The Alameda County Public Defender’s office receives about two hundred new cases a day, a figure comparable to other California counties of similar size. To handle the caseload, the office uses what is called horizontal representation. From arraignment to preliminary hearing to trial, a new attorney represents a client at each stage of the legal process. Critics of horizontal representation view it as assembly-line defense work, and they have a point. Attorneys handling arraignments might represent thirty clients a day. After arraignment, cases are passed to attorneys who preside over preliminary hearings. Hartung sometimes worked ten of these cases per day, which didn’t leave much time for small talk or building attorney-client trust.

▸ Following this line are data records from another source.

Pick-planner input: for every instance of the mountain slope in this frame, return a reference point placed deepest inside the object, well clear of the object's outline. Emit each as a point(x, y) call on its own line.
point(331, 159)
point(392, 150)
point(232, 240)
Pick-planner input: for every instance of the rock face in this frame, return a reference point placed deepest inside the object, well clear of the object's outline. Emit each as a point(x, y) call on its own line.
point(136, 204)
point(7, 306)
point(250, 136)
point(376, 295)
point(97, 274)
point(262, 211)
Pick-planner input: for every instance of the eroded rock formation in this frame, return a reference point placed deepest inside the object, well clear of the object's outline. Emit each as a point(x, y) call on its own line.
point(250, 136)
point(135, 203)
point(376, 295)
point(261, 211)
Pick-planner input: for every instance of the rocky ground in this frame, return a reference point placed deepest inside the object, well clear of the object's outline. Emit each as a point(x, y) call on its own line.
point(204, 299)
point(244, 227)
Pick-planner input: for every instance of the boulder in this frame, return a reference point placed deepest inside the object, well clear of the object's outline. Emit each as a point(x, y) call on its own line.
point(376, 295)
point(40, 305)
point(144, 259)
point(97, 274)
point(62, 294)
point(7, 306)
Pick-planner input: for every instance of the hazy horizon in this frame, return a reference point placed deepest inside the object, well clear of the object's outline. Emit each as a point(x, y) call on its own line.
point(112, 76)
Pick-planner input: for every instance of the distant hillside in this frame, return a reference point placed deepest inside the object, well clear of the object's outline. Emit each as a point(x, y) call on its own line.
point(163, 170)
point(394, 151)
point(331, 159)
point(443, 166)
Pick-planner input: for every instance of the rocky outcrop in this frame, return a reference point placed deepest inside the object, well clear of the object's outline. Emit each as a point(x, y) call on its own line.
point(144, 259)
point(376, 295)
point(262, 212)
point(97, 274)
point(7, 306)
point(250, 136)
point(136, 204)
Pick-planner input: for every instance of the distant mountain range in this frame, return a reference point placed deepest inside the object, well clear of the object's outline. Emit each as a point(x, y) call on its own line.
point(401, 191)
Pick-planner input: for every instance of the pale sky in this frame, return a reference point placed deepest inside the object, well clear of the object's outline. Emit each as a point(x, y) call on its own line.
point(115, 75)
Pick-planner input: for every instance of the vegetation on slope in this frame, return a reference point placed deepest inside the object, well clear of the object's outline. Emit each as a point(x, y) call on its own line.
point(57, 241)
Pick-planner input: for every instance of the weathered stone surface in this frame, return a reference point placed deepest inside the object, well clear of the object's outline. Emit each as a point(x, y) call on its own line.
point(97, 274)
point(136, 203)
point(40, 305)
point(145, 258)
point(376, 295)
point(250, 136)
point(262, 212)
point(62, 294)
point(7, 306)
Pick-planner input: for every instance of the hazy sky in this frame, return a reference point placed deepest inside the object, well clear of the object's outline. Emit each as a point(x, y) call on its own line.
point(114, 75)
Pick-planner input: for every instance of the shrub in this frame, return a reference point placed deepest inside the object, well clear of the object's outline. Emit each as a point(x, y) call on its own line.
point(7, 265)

“Obviously, there’s a problem developing rapport when the first thing out of your mouth is, ‘They want you to go to prison for four years,'” she said. Instead of spending precious time explaining the options, Hartung sometimes needed to explain other basic information: She didn’t want to send the client to prison; she was not the district attorney; she wanted to keep her clients out of prison; she meant this. In some cases, she says she feels more like a therapist than an attorney, spending her time listening to people who are scared, angry, or confused. After clarification and therapy, there still is the matter of deciding whether to take the deal. This must happen quickly; this client is only one stop on the assembly line. Most cases end at this point, with a plea bargain. Nationwide, trials resolve fewer than six percent of all felony cases.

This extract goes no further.